Percentiles
Percentiles are values in a given set of observations that divide the data into 100 equal parts. These values can be denoted by P1, P2,....., P99, where
1 % of the data falls below (is less than or equal to) P1
2 % of the data falls below P2:
:99 % of the data falls below P99
Percentiles can be calculated using a sorted list of observations or the cumulative frequency distribution table corresponding to the observations. In the latter method, it is assumed that the values in a class interval are uniformly distributed within it; extrapolation is then used to calculate the percentiles. As this assumption is often untrue, percentile values can differ depending on whether raw data or frequency distributions were used in the computation. Therefore, percentiles are often treated as estimates for the value below which certain percentages of the observations fall.
EX. Given the following sorted list of observations:
0.7 | 0.8 | 0.9 | 1.1 | 1.2 | 1.4 | 1.9 | 2.2 | 2.2 | 2.3 |
2.5 | 3.1 | 3.2 | 3.3 | 3.4 | 3.8 | 3.9 | 4.0 | 4.1 | 4.2 |
4.3 | 4.6 | 4.7 | 5.0 | 5.2 | 5.5 | 5.6 | 5.8 | 5.9 | 6.1 |
6.4 | 6.6 | 6.8 | 7.0 | 7.7 | 8.2 | 8.9 | 9.2 | 9.5 | 9.9 |
P75 = 6.1, since 40 x 75 % = 30 and 6.1 is the 30th ranked value.

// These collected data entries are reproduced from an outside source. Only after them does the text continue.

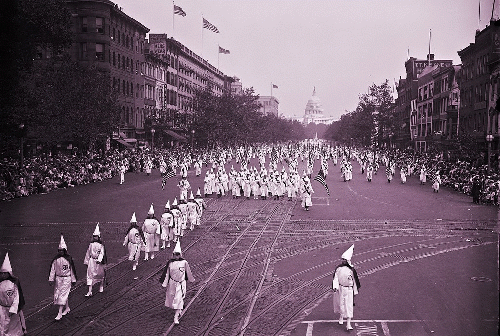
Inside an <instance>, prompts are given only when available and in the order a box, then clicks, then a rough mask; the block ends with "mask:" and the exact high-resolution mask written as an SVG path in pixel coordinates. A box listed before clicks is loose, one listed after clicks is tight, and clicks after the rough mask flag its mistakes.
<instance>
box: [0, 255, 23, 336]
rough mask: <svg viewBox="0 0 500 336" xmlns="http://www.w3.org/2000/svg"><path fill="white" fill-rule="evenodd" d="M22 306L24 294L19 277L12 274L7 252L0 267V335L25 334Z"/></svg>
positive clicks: (6, 335)
mask: <svg viewBox="0 0 500 336" xmlns="http://www.w3.org/2000/svg"><path fill="white" fill-rule="evenodd" d="M0 260H2V259H0ZM23 307H24V296H23V290H22V288H21V283H20V282H19V279H17V278H16V277H14V276H12V266H11V264H10V259H9V254H8V253H5V257H4V258H3V263H2V267H0V335H2V336H3V335H5V336H21V335H25V334H26V323H25V320H24V314H23V310H22V309H23Z"/></svg>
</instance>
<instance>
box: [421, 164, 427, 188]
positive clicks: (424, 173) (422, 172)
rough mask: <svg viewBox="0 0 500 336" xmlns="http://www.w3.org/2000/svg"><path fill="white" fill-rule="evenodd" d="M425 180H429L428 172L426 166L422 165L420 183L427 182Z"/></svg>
mask: <svg viewBox="0 0 500 336" xmlns="http://www.w3.org/2000/svg"><path fill="white" fill-rule="evenodd" d="M425 182H427V172H426V170H425V166H422V168H421V169H420V184H425Z"/></svg>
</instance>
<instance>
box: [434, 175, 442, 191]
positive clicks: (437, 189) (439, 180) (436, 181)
mask: <svg viewBox="0 0 500 336" xmlns="http://www.w3.org/2000/svg"><path fill="white" fill-rule="evenodd" d="M440 184H441V176H439V171H438V172H436V176H434V183H433V184H432V191H433V192H439V185H440Z"/></svg>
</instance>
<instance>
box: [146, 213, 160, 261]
mask: <svg viewBox="0 0 500 336" xmlns="http://www.w3.org/2000/svg"><path fill="white" fill-rule="evenodd" d="M142 232H144V239H145V241H146V244H144V246H143V250H144V260H149V254H151V259H154V258H155V252H158V251H159V250H160V233H161V226H160V222H159V221H158V219H156V217H155V213H154V208H153V204H151V207H150V208H149V211H148V216H147V218H146V219H145V220H144V223H143V224H142Z"/></svg>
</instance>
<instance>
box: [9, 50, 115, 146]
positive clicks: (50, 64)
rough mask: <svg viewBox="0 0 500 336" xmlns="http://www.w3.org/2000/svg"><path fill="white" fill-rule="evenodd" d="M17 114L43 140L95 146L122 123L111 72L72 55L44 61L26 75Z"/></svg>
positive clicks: (54, 142)
mask: <svg viewBox="0 0 500 336" xmlns="http://www.w3.org/2000/svg"><path fill="white" fill-rule="evenodd" d="M17 99H18V101H17V104H16V108H15V111H16V114H18V115H20V116H22V118H23V119H24V120H25V123H26V125H27V128H28V130H29V131H31V133H32V134H33V136H34V137H35V138H36V139H38V140H39V141H42V142H46V143H49V144H54V143H57V142H61V141H74V142H77V143H79V144H81V145H84V146H92V145H93V144H94V143H95V141H96V140H98V139H103V138H105V137H106V136H109V135H111V133H112V132H113V130H114V129H115V128H116V127H117V126H118V122H119V113H120V109H119V106H118V104H117V100H116V95H115V93H114V92H113V91H112V88H111V85H110V78H109V75H108V74H107V73H103V72H100V71H99V70H98V69H97V68H95V67H83V66H81V65H79V64H78V63H76V62H73V61H71V60H70V59H69V58H64V59H62V60H54V61H50V62H46V63H40V64H39V65H38V66H37V67H35V68H34V69H33V72H32V73H30V74H25V76H24V78H23V81H22V84H21V86H20V88H19V91H18V94H17Z"/></svg>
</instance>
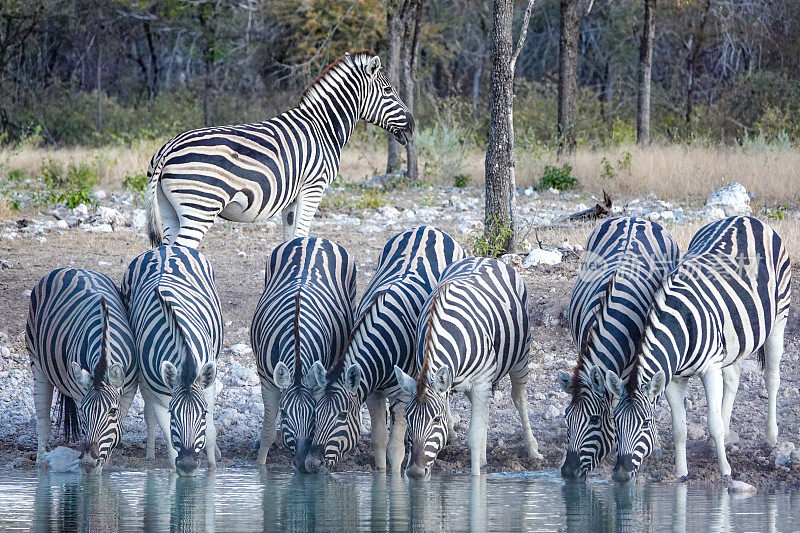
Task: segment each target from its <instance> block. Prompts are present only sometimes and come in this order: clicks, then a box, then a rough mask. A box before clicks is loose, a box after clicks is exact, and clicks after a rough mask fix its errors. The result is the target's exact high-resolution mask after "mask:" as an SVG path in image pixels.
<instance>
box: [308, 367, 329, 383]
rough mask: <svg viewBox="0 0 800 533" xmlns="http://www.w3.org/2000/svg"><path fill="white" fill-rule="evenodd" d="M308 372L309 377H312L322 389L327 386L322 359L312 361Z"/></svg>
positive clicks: (326, 379)
mask: <svg viewBox="0 0 800 533" xmlns="http://www.w3.org/2000/svg"><path fill="white" fill-rule="evenodd" d="M308 373H309V375H310V378H309V379H313V380H314V382H315V383H316V385H317V387H319V388H320V389H324V388H325V387H327V386H328V378H327V376H326V375H325V367H324V366H322V361H314V364H313V365H311V370H309V372H308Z"/></svg>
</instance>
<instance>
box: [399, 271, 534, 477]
mask: <svg viewBox="0 0 800 533" xmlns="http://www.w3.org/2000/svg"><path fill="white" fill-rule="evenodd" d="M527 299H528V295H527V291H526V289H525V284H524V282H523V281H522V278H521V277H520V276H519V275H518V274H517V273H516V272H515V271H514V269H512V268H511V267H509V266H508V265H506V264H505V263H501V262H500V261H497V260H495V259H486V258H479V257H472V258H468V259H462V260H461V261H458V262H456V263H453V264H452V265H450V266H449V267H447V268H446V269H445V270H444V272H443V273H442V277H441V279H440V280H439V285H438V287H437V289H436V290H435V291H434V292H432V293H431V296H430V297H429V298H428V300H427V301H426V303H425V306H424V308H423V311H422V313H421V314H420V317H419V321H418V325H417V328H416V329H417V341H416V367H417V368H418V369H419V375H418V378H417V380H416V381H415V380H414V379H413V378H412V377H411V376H409V375H408V374H407V373H405V372H403V371H402V369H400V368H396V374H397V379H398V382H400V385H401V387H402V388H403V389H404V390H406V391H407V392H408V393H409V394H413V397H412V398H411V401H410V402H409V404H408V407H407V409H406V415H407V418H408V425H409V436H410V440H411V453H410V458H409V464H408V466H407V467H406V473H407V474H408V475H409V476H411V477H427V476H428V475H430V466H431V464H432V463H433V460H434V459H435V458H436V456H437V455H438V453H439V451H440V450H441V448H442V447H443V446H444V444H445V442H446V439H447V432H448V431H447V429H448V425H450V424H449V419H450V413H449V395H450V393H451V391H464V392H466V394H467V395H468V396H469V399H470V403H471V404H472V416H471V419H470V428H469V443H470V454H471V466H472V474H473V475H479V474H480V471H481V467H482V466H483V465H485V464H486V431H487V425H488V409H489V402H490V399H491V395H492V389H493V387H494V386H495V385H496V384H497V382H499V381H500V379H502V378H503V377H505V376H506V375H509V377H510V378H511V397H512V399H513V401H514V406H515V407H516V408H517V410H518V411H519V414H520V418H521V419H522V427H523V435H524V438H525V444H526V448H527V451H528V454H529V455H530V456H531V457H536V458H541V455H540V454H539V452H538V444H537V442H536V439H535V438H534V437H533V433H532V432H531V426H530V420H529V419H528V400H527V392H526V391H525V385H526V384H527V382H528V372H529V371H528V359H529V355H530V353H529V352H530V347H529V346H530V331H529V319H528V310H527Z"/></svg>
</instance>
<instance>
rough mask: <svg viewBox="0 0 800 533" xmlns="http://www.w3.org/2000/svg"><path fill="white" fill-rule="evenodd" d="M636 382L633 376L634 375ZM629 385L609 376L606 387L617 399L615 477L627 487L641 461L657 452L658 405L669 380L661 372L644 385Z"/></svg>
mask: <svg viewBox="0 0 800 533" xmlns="http://www.w3.org/2000/svg"><path fill="white" fill-rule="evenodd" d="M631 378H634V375H633V374H632V375H631ZM635 383H636V381H630V382H629V383H628V386H627V387H626V386H625V384H624V383H623V381H622V379H620V377H619V376H617V375H616V374H615V373H613V372H608V373H607V374H606V387H607V388H608V390H609V391H611V393H612V394H613V395H614V396H615V397H616V398H618V402H617V407H616V408H615V409H614V423H615V425H616V431H617V462H616V464H615V465H614V472H613V474H612V477H613V478H614V480H615V481H619V482H621V483H627V482H629V481H631V480H633V479H634V478H635V477H636V472H637V471H638V470H639V467H640V466H641V464H642V461H644V459H645V458H646V457H647V456H649V455H650V454H651V453H652V452H653V449H654V448H655V441H656V434H655V421H654V418H653V415H654V413H655V404H656V400H658V397H659V396H661V393H663V392H664V387H665V384H666V378H665V376H664V372H663V371H661V370H659V371H658V372H656V373H655V375H653V377H652V378H651V379H650V380H649V381H647V382H645V383H642V384H641V385H638V386H636V385H635Z"/></svg>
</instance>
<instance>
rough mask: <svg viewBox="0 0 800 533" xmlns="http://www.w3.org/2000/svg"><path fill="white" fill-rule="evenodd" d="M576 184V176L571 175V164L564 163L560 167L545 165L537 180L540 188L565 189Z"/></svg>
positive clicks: (548, 188) (540, 188)
mask: <svg viewBox="0 0 800 533" xmlns="http://www.w3.org/2000/svg"><path fill="white" fill-rule="evenodd" d="M577 186H578V178H575V177H573V176H572V166H570V165H569V164H568V163H564V165H563V166H561V167H556V166H551V165H546V166H545V167H544V174H542V179H541V180H539V188H540V189H558V190H559V191H565V190H568V189H574V188H575V187H577Z"/></svg>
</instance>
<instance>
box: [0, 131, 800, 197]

P45 = 4.0, since 40 x 45 % = 18 and 4.0 is the 18th ranked value.
P62 = 5.2, since 40 x 62 % = 24.8 and 5.2 is the 25th ranked value.

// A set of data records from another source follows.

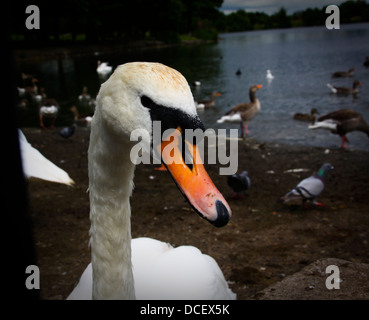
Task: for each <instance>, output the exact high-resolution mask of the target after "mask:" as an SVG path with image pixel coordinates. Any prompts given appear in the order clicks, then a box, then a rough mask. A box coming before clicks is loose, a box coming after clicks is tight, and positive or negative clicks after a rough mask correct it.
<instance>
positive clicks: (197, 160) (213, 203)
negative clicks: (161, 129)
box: [157, 128, 232, 227]
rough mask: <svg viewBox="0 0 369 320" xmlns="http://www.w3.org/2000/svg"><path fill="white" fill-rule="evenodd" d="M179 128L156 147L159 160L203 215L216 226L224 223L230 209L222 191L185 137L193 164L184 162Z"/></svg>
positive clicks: (182, 190)
mask: <svg viewBox="0 0 369 320" xmlns="http://www.w3.org/2000/svg"><path fill="white" fill-rule="evenodd" d="M182 137H183V136H182V133H181V130H180V128H177V130H175V131H174V132H173V133H172V134H171V135H170V136H169V137H167V138H170V140H163V141H162V142H161V144H160V145H159V146H158V147H157V149H158V151H159V152H160V154H161V160H162V163H163V164H164V165H165V167H166V168H167V169H168V171H169V173H170V174H171V176H172V178H173V180H174V182H175V183H176V184H177V186H178V188H179V190H180V191H181V192H182V194H183V195H184V196H185V198H186V199H187V200H188V202H189V203H190V204H191V206H192V208H193V209H194V210H195V211H196V213H197V214H199V215H200V216H201V217H202V218H204V219H206V220H208V221H209V222H210V223H212V224H213V225H214V226H216V227H222V226H224V225H226V224H227V223H228V221H229V219H230V218H231V215H232V212H231V209H230V207H229V205H228V203H227V201H226V200H225V199H224V197H223V196H222V194H221V193H220V192H219V190H218V189H217V188H216V186H215V185H214V183H213V181H212V180H211V179H210V177H209V175H208V174H207V172H206V170H205V168H204V165H203V161H202V159H201V156H200V152H199V149H198V147H197V146H196V145H193V144H191V143H189V142H188V141H187V140H185V143H186V145H187V148H188V150H189V152H190V154H191V156H192V164H186V163H185V160H184V159H183V156H182V152H181V150H180V148H179V145H181V143H179V142H180V141H181V140H180V139H182Z"/></svg>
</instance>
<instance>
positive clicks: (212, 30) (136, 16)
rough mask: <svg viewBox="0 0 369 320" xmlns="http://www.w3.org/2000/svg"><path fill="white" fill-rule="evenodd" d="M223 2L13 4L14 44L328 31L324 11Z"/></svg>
mask: <svg viewBox="0 0 369 320" xmlns="http://www.w3.org/2000/svg"><path fill="white" fill-rule="evenodd" d="M222 3H223V0H155V1H153V0H132V1H124V0H63V1H50V0H34V1H26V0H21V1H19V0H18V1H13V2H10V19H9V20H8V21H9V23H10V26H9V27H10V33H11V40H14V41H15V42H16V43H24V44H32V45H37V44H41V43H42V44H46V45H47V44H51V43H60V42H64V43H67V42H69V43H76V42H81V43H97V42H114V41H122V40H142V39H156V40H161V41H165V42H169V43H175V42H179V41H180V39H181V37H182V38H183V37H186V38H187V37H190V38H192V37H193V38H199V39H205V40H215V39H216V38H217V36H218V33H220V32H235V31H247V30H260V29H270V28H289V27H296V26H312V25H324V23H325V20H326V18H327V14H326V13H325V7H323V8H308V9H306V10H303V11H300V12H295V13H293V14H291V15H288V14H287V12H286V9H285V8H281V9H280V10H279V11H278V12H276V13H274V14H271V15H268V14H266V13H263V12H246V11H245V10H238V11H236V12H234V13H231V14H229V15H226V14H224V13H223V12H222V11H220V7H221V5H222ZM30 4H33V5H37V6H38V7H39V10H40V29H38V30H28V29H27V28H26V26H25V20H26V18H27V14H26V13H25V9H26V7H27V6H28V5H30ZM339 7H340V20H341V23H351V22H364V21H369V4H368V3H367V2H366V1H364V0H357V1H352V0H350V1H346V2H344V3H342V4H341V5H340V6H339Z"/></svg>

This set of observations has the following cumulative frequency distribution:
Measurements | Cumulative Frequency | Relative Cumulative Frequency |
0.0 - 1.0 | 3 | 0.075 |
1.0 - 2.0 | 7 | 0.175 |
2.0 - 3.0 | 11 | 0.275 |
3.0 - 4.0 | 18 | 0.450 |
4.0 - 5.0 | 24 | 0.600 |
5.0 - 6.0 | 29 | 0.725 |
6.0 - 7.0 | 34 | 0.850 |
7.0 - 8.0 | 35 | 0.875 |
8.0 - 9.0 | 37 | 0.925 |
9.0 - 10.0 | 40 | 1.000 |
Totals | 40 | 1.000 |
The percentiles can also be calculated from the cumulative frequency distribution table, using extrapolation to arrive at estimates:
P75 = 6.0 + 1.0 * ((0.750 - 0.725) / (0.850 - 0.725)) = 6.0 + 0.025 / 0.125 = 6.2
where 6.0 is the upper class limit of interval 5.0 - 6.0 with cumulative frequency 0.725, and 0.850 is the cumulative frequency of the next interval, 6.0 - 7.0, with class width 1.0.
P45 = 4.0, since the interval 3.0 - 4.0 has a cumulative frequency of 0.45
P62 = 5.0 + 1.0 × ((0.620 - 0.600) / (0.725 - 0.600)) = 5.0 + 0.020 / 0.125 = 5.16
where 5.0 is the upper class limit of interval 4.0 - 5.0 with cumulative frequency 0.600, and 0.725 is the cumulative frequency of the next interval, 5.0 - 6.0, with class width 1.0.
The values of P75 and P62 differ between the two methods of calculation, while the values of P45 for both methods are the same.
Deciles are values in a given set of observations that divide the data into 10 equal parts. These values can be denoted by D1, D2,....., D9 , where
10 % of the data falls below D1
20 % of the data falls below D2
:
:
90 % of the data falls below D9
It is easy to see that
D1 = P10 | D4 = P40 | D7 = P70 |
D2 = P20 | D5 = P50 | D8 = P80 |
D3 = P30 | D6 = P60 | D9 = P90 |
Quartiles are values in a given set of observations that divide the data in 4 equal parts. These values can be denoted by Q1, Q2 and Q3, where
25 % of the data falls below Q1
50 % of the data falls below Q2
75 % of the data falls below Q3
Again, it is obvious that Q1 = P25, Q2 = P50, and Q3 = P75 .
Deciles and quartiles are calculated in the same manner as percentiles.